EcoGeneration — July/August 2008


When farmers in Western Australia’s wheatbelt started using oil mallee trees to control salinity, they weren’t aware of the massive potential crops’ to provide an almost unlimited supply of clean electricity to the state.
At anticipated rates of establishment, there is potentially more energy to be derived from oil mallee biomass than the energy in the amount of coal currently used to supply a large proportion of the Western Australia’s energy needs.

Adrian Chegwidden, sustainable energy business development manager of Verve Energy, which adapted technology to generate electricity from the trees, says the mallee represented an almost unlimited supply of energy biomass. This is a situation almost unique to Western Australia, which may have a major impact on the state’s future energy mix.
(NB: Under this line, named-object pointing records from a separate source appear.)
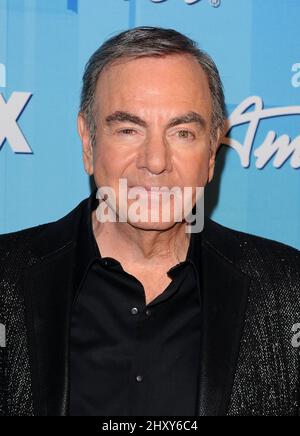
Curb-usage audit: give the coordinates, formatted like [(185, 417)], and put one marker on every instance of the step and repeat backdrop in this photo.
[(44, 45)]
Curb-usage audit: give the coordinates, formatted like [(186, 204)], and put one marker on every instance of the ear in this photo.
[(87, 147), (214, 146)]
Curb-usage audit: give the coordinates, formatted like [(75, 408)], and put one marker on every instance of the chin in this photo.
[(159, 226)]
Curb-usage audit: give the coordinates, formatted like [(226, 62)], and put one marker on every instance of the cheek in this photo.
[(194, 168), (108, 166)]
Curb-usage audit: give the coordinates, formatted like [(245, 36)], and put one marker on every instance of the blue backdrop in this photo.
[(44, 45)]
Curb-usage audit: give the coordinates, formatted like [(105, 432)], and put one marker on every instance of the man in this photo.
[(142, 317)]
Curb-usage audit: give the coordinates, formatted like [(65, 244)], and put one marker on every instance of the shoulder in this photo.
[(25, 247), (255, 255)]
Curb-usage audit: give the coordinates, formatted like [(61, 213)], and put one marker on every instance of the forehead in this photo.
[(167, 84)]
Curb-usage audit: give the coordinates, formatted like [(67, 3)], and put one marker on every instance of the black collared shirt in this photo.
[(128, 358)]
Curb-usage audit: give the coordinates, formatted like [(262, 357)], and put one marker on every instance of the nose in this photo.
[(155, 155)]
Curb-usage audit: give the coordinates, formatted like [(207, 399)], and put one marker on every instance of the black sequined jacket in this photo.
[(250, 343)]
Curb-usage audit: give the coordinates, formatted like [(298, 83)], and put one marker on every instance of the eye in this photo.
[(126, 131), (185, 134)]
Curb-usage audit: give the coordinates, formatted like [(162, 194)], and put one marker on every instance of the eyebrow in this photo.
[(189, 117)]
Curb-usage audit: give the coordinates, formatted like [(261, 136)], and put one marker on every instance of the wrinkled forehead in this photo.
[(151, 84)]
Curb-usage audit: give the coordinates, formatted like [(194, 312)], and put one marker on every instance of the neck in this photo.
[(145, 246)]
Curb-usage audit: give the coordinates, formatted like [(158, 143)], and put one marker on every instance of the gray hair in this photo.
[(148, 41)]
Pilot plant study demonstrates substantial potential
In 2000, a feasibility study into the bioenergy potential of oil mallees was commissioned by the Oil Mallee Company (OMC) in conjunction with Western Power and Enecon. The study identified that all of the mallee biomass (wood and leaf) could successfully be utilised in a processing plant to deliver energy, activated charcoal and oil and also found that the process was likely to be financially viable.
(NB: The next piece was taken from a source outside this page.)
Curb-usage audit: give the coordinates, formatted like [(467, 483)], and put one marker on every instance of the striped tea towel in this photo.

Following the study, a 1 kilowatt (kW) Integrated Wood Processing (IWP) demonstration plant was completed in Narrogin in 2006. The pilot plant successfully demonstrated the capacity for renewable electricity generation, charcoaling and carbon activation technology. The technology, developed by the Commonwealth Scientific and Industrial Research Organisation and adapted by Verve Energy, demonstrated that multiple-product processing systems appear viable.
Bright prospects for mallee bioenergy


3 comments:

LindaG said...

This is so fantastic. Congratulations to all involved for the foresight!

Al said...

Brilliant development.
Tied with research in Queensland deriving petroleum products from renewable vegetable matter we seem to be going a long way to licking Greenhouse in Oz. All it needs is the investment now.

Gill - That British Woman said...

that is so interesting, I wonder if these same trees could be planted in Afica?